Of all questions, the last one is perhaps the most important. Small business owners frequently have to consider if a secured or an unsecured loan is best for their venture. Today, we’re going to discuss these two common types of loans, as well as what their major differences are.

Collateral

Put simply, collateral is an asset you own that is pledged as security for repayment of a loan. This must then be forfeited in the event of a default. While secured loans do require collateral, applying for an unsecured business loan means you do not offer your family home or other personal assets as collateral. You are safe in the knowledge that whatever happens in business, your personal assets won’t be at risk.

Essentially, an unsecured business loan is issued and supported only by the borrower’s creditworthiness. Rather than putting up collateral, a personal guarantee from the directors of the business must be supplied.

Read more: How to get a small business loan without collateral.

Loan Amount

Another difference between secured and unsecured business loans is the amount you can borrow. Because a secured business loan requires collateral (and is therefore less risky to lenders), applicants can often borrow larger amounts, ranging from $250,000 to $50,000,000.

Unsecured business loans, on the other hand, usually range from $50,000 to $100,000, but can be as high as $500,000. While some applicants may see a lower loan amount as an obstacle, it can be beneficial for your business.
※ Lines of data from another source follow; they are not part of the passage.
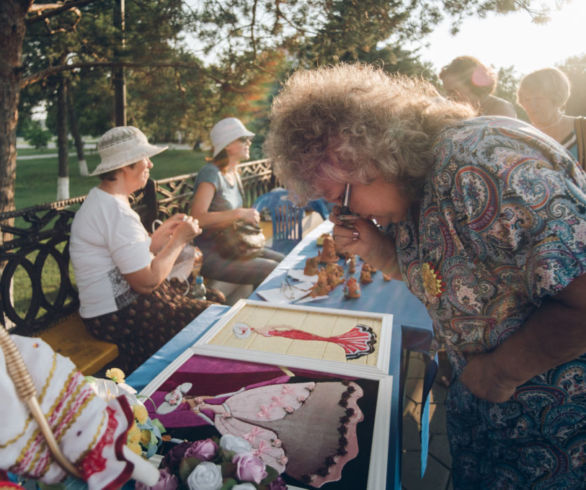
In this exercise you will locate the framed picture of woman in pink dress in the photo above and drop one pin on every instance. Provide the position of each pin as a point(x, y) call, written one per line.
point(319, 424)
point(326, 334)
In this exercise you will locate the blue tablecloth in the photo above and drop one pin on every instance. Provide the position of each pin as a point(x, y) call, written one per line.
point(379, 296)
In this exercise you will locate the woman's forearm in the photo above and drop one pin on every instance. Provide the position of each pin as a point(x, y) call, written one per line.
point(148, 279)
point(216, 219)
point(554, 334)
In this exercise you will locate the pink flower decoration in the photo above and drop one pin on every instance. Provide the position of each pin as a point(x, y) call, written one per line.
point(204, 450)
point(264, 412)
point(252, 435)
point(249, 468)
point(286, 390)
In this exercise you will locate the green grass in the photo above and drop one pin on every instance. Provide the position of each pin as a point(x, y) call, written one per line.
point(36, 179)
point(33, 151)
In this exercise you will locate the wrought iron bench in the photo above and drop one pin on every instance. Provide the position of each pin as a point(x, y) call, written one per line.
point(38, 296)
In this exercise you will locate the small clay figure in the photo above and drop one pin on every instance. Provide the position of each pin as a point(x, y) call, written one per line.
point(365, 277)
point(311, 266)
point(335, 273)
point(320, 239)
point(321, 287)
point(368, 268)
point(352, 288)
point(328, 254)
point(352, 265)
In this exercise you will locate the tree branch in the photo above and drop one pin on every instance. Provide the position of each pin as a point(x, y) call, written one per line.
point(53, 70)
point(51, 9)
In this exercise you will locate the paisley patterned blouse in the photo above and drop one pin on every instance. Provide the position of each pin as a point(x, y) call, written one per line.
point(502, 224)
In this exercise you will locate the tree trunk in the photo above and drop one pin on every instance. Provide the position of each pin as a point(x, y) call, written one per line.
point(63, 179)
point(12, 31)
point(74, 129)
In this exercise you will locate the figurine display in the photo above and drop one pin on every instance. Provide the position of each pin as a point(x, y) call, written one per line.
point(328, 254)
point(321, 287)
point(335, 275)
point(352, 289)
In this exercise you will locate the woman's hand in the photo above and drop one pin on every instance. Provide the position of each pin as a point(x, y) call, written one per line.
point(362, 237)
point(186, 229)
point(250, 215)
point(484, 381)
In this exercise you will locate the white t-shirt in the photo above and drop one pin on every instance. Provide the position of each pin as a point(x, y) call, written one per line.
point(107, 241)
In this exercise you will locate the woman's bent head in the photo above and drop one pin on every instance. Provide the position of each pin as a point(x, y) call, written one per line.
point(355, 123)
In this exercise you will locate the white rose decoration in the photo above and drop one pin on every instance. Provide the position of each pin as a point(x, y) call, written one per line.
point(205, 476)
point(228, 442)
point(244, 486)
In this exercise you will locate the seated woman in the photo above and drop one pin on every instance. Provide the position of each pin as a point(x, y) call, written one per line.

Smaller amounts are not only easier to pay back, but also result in more affordable repayments.

Loan Term

Secured and unsecured business loans also differ in terms. Secured loans typically carry longer terms ranging from 12 months to up to 30 years. With unsecured business loans, applicants must often repay their loan within 3 to 18 months.
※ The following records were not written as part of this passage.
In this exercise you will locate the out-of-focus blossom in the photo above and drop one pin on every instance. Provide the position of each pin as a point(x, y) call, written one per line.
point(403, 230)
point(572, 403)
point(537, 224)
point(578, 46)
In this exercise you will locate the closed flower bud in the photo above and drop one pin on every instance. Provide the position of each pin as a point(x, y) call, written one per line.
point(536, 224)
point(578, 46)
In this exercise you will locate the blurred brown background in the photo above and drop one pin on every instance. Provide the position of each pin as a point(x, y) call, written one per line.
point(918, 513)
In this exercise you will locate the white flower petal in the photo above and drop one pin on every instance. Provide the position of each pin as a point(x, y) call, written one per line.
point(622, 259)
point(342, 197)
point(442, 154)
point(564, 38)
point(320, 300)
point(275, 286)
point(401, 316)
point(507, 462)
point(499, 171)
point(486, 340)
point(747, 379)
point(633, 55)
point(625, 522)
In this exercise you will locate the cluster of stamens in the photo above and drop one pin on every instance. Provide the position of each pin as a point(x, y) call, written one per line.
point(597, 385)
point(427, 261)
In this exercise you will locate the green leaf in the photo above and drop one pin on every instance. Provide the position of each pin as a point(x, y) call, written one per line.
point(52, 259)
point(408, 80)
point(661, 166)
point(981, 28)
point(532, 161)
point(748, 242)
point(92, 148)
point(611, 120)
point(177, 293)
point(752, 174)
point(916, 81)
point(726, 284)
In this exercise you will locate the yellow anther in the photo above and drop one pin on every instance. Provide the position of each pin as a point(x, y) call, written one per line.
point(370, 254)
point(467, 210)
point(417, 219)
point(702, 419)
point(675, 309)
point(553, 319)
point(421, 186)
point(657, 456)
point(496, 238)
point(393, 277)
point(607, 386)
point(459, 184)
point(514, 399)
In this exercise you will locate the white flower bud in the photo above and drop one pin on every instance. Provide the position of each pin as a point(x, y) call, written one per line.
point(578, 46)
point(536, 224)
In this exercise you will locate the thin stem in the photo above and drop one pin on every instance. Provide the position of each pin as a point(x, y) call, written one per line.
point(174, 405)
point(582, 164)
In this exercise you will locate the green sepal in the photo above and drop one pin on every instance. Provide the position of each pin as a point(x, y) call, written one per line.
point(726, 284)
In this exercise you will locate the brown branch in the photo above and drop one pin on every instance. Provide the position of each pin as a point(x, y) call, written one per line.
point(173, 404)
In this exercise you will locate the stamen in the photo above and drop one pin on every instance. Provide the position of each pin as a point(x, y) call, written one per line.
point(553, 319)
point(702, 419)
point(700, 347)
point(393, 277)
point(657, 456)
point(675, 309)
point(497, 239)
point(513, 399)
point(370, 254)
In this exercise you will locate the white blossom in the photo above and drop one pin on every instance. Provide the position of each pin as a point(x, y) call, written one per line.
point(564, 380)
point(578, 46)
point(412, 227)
Again, a shorter loan term isn’t necessarily a bad thing, as it allows a business owner to repay their loan quicker, therefore accruing less interest due to the shorter time frame.

Qualification

Unlike secured business loans, unsecured loans have been designed so that they’re easier to obtain. In fact, many lenders (like Lumi) will consider your application if you’ve been running an Australian-registered business for at least 6 months, with a minimum gross annual turnover of $50,000.
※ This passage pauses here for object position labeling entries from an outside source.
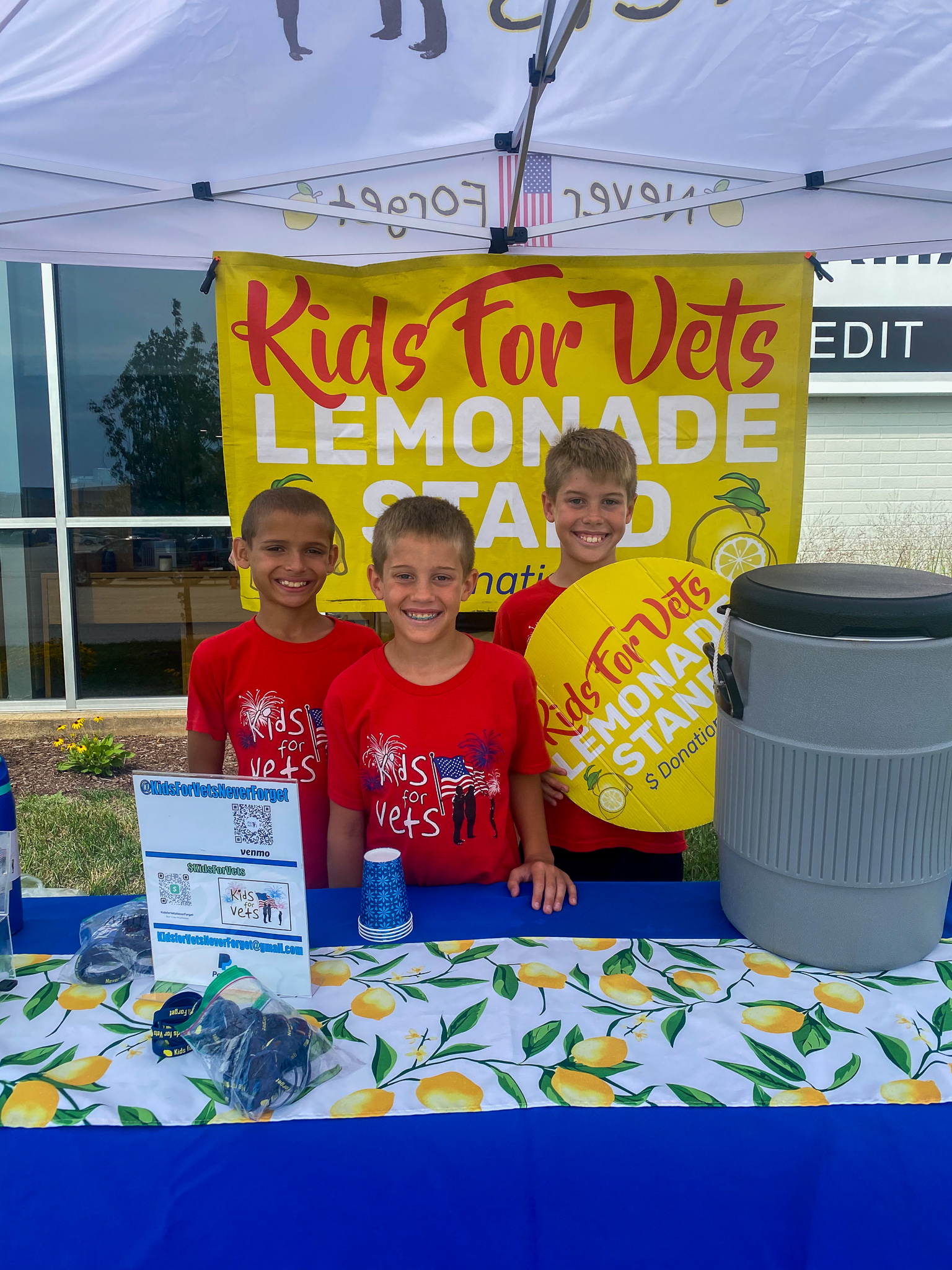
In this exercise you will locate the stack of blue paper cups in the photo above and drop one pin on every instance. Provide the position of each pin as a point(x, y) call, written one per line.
point(385, 907)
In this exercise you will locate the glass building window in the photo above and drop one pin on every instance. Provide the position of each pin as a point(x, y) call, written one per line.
point(25, 461)
point(144, 600)
point(31, 630)
point(140, 375)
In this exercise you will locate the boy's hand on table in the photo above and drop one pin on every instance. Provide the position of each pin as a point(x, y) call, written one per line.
point(553, 786)
point(550, 886)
Lenders offering secured loans (such as banks) tend to have much stricter criteria. They often require multiple years in business, near-perfect credit history, and significantly higher gross annual turnovers.

Read more: How to apply for a small business loan: what you need.

Flexibility  

Unsecured business loans are known to be flexible funding solutions for small businesses. Not only do you have greater control to choose the loan amount you desire for the time you need it, but some lenders also allow you to repay early without penalty. Each lender is different, however, so you must do your due diligence to make sure this is an option for your business.

Application

If you require a small business loan within as little as 24 hours, then an unsecured loan is your best option. Understandably, many SMES require their funds as soon as possible. Therefore, they simply cannot wait the lengthy time frame that a secured loan through a traditional institution would take.

Did you know that a secured loan may require a business owner to sit down with their financial institution multiple times before they’ve even been approved? Alternative lenders like Lumi, however, offer fast and simple online applications which can be completed within just minutes.

Read more: How to get a short term business loan within 24 hours.

If you’re considering applying for an unsecured business loan to boost your venture, please visit our website for more information or call us on 1300 00 LUMI.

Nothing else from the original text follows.